Lord had five siblings, including Philip Winston Pillsbury and Katharine Pillsbury. Lord's grandfather was the founder of the Pillsbury Company.

== Education ==
In 1927, Lord graduated cum laude from Smith College. In 1953, Lord earned an honorary doctor of law degree from Smith College.

== Career ==
Lord began her career with family welfare work in Minneapolis from 1927 to 1929. Lord was a member of Junior League of Minneapolis in Minneapolis. Lord became a volunteer case work for the Charity Organization Society in New York City. Lord became the president of the Junior League of the City of New York from 1936 to 1938. During World War II she served as Assistant Regional Director of the Office of Civilian Defense and in 1944 was appointed chairman of the National Civilian Advisory Committee of the Women's Army Corps WAC.

In 1948, Lord was the organizer and elected as chairman of the U.S. Commission of UNICEF.

In 1952, Lord was a campaign leader for Eisenhower and she became the co-chairman of the Citizens for Eisenhower organization.

In 1953 Lord was appointed by President Dwight D. Eisenhower to succeed Eleanor Roosevelt as the U.S. representative to the United Nations Human Rights Commission. Lord also was a U.S. alternate representative and U.S. delegate to the United Nations General Assembly.
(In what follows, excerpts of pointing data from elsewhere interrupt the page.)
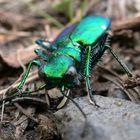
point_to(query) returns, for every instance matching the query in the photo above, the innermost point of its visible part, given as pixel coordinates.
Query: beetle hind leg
(89, 91)
(87, 72)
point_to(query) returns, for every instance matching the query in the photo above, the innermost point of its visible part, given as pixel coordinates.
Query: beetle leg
(62, 91)
(42, 43)
(126, 69)
(34, 62)
(64, 100)
(40, 54)
(88, 85)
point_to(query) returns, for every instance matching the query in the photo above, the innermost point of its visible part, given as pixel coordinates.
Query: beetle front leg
(88, 85)
(34, 62)
(43, 44)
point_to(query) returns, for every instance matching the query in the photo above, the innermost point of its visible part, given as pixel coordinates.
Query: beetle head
(60, 71)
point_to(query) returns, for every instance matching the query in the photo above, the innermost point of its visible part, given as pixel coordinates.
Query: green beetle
(74, 54)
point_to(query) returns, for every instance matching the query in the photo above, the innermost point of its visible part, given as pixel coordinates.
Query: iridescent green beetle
(74, 54)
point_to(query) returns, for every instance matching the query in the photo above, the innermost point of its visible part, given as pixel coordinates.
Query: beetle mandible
(74, 54)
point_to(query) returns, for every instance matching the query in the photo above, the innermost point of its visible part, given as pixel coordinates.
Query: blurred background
(23, 22)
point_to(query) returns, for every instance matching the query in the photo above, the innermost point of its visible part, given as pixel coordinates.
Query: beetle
(73, 55)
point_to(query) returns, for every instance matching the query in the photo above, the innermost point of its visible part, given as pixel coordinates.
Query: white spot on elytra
(103, 27)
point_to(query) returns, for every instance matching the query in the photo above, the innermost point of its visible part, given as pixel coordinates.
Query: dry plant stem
(127, 24)
(21, 109)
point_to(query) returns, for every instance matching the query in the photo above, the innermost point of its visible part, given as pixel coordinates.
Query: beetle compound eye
(71, 71)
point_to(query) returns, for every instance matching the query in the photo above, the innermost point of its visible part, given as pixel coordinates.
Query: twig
(127, 24)
(21, 109)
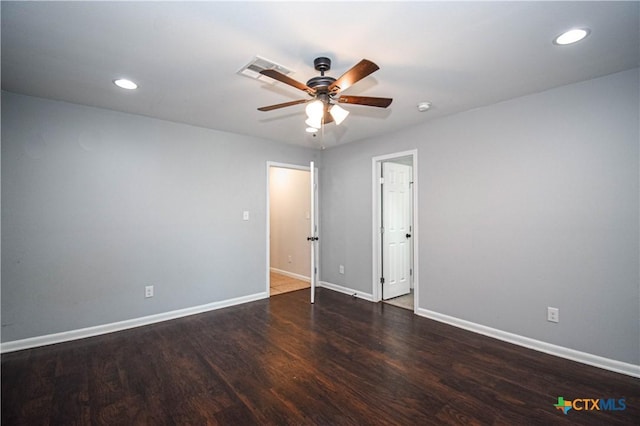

After resigning from the United Nations in 1961 she chaired the New York Governor's Committee on the Education and Employment of Women; worked with the Citizens for Peace with Freedom in Vietnam Committee; was president of the International Rescue Committee; and a governor of the Atlantic Institute.

Mary, along with her sister, Katherine Pillsbury McKee, was a survivor of the sinking of the Ward Line steam ship SS Mohawk, which occurred on January 24, 1935. The 6000 ton-steam ship collided with a Norwegian freighter off the New Jersey coast. 15 passengers and 32 crew died.

== Personal life ==
On December 7, 1929, in Minneapolis, Lord married Oswald Bates Lord, a businessman in the textile industry. They had three sons.

On July 21, 1978 Lord died at from cancer at her home in New York City, New York.